When will dogs cease filling us with joy? When will they stop amazing us with their feats and shows of compassion and loyalty?
The answer (incase anyone needed it) is never, of course.
Our furry fiends are, simply, amazing. No, I’m not biased in anyway. I am in a dog-loving mood, however, after hearing a story concerning a mama dog who is travelling from Lancashire, England, to the U.S. to save the life of one of her own puppies.
According to reports, a cocker spaniel named Coco is set to make the journey to take part in a pioneering stem cell treatment.
Millie, one of Coco’s puppies, was born six years ago in the UK. She ended up moving some 4,000 miles to a new home in California with her new family but was recently diagnozed with cancer.
Millie’s only shot at survival is through a rare stem cell transplant not yet available in the UK. Since it can only be performed at one US hospital, Coco and her owner, Robert Alcock, 52, travelled from their home to North Carolina on Wednesday.
Coco’s owners, Serena and Andrew Lodge, of San Francisco, are funding the cost of the trip, with the transplant set to be performed this Sunday at the NC State Veterinary Hospital.
The procedure will involve taking healthy blood stem cells from Coco’s bone marrow and injecting them into Millie.
Coco’s owner, Robert, said: “Serena and Andrew started chemo on Millie three months ago but they’ve been told the only chance they’ll have of curing her is if they find a positive donor so she can have a transplant.
“They contacted us, and we sent some blood samples for testing, along with samples from one of Coco’s other pups.
“They both came back positive, but because Coco is Millie’s mother the vet said she would be a better match.”
He continued: “The Lodges have paid for everything, and I didn’t like to ask how much the operation is costing but I think it will be in the thousands.
“We will be in America for about a week. Coco will go into hospital on Sunday for the procedure and then the cells will be donated on Monday.”
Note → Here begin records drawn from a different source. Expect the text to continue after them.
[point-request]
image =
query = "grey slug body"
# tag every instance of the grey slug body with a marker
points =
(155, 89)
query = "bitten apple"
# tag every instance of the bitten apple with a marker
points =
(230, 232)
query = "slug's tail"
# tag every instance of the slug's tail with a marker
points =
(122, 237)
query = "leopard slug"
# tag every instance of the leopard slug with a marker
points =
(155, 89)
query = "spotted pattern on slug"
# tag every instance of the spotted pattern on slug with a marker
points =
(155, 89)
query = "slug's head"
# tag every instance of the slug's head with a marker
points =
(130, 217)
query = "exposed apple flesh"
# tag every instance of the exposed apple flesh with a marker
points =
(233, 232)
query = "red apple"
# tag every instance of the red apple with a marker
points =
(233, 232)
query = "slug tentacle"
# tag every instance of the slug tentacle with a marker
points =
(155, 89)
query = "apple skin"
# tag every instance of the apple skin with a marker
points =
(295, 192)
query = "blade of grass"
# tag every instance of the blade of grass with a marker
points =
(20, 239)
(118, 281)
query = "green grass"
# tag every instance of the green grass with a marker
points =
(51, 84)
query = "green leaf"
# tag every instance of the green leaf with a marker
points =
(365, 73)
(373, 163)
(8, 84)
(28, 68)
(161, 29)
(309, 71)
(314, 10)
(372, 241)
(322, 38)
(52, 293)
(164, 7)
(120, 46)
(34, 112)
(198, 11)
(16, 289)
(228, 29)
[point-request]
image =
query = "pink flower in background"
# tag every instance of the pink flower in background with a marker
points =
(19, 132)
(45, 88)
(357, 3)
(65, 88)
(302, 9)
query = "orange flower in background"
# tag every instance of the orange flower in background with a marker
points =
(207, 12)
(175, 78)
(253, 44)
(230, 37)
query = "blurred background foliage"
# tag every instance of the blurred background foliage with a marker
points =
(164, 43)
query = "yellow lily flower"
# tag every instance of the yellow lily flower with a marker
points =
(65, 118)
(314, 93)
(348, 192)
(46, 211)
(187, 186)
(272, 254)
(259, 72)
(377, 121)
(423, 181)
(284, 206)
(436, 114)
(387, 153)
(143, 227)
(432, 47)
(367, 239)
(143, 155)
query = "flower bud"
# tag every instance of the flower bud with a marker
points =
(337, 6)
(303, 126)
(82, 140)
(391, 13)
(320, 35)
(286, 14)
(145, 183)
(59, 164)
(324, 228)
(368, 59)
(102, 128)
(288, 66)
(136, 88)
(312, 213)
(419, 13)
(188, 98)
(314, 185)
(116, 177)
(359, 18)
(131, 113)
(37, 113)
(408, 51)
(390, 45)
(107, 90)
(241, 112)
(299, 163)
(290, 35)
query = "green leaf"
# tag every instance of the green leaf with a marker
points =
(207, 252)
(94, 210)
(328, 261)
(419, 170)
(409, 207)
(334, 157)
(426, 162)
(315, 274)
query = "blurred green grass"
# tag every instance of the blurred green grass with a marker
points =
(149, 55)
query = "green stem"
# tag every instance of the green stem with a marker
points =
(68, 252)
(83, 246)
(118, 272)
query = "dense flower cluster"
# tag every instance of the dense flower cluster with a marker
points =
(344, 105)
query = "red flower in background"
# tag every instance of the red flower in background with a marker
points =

As per reports, Andrew and Serena have been warned that even if the operation is a success, there is only a 50 percent chance Millie will be cured of the cancer.
Robert explained: “If it was a human then the chances of survival would be really good. But this is a pioneering procedure, they haven’t done very many of these transplants before, so we’ll have to wait and see what happens.”
We’re sending all our luck and well wishes in Millie’s direction! We pray the procedure goes to plan and that both dogs recover well.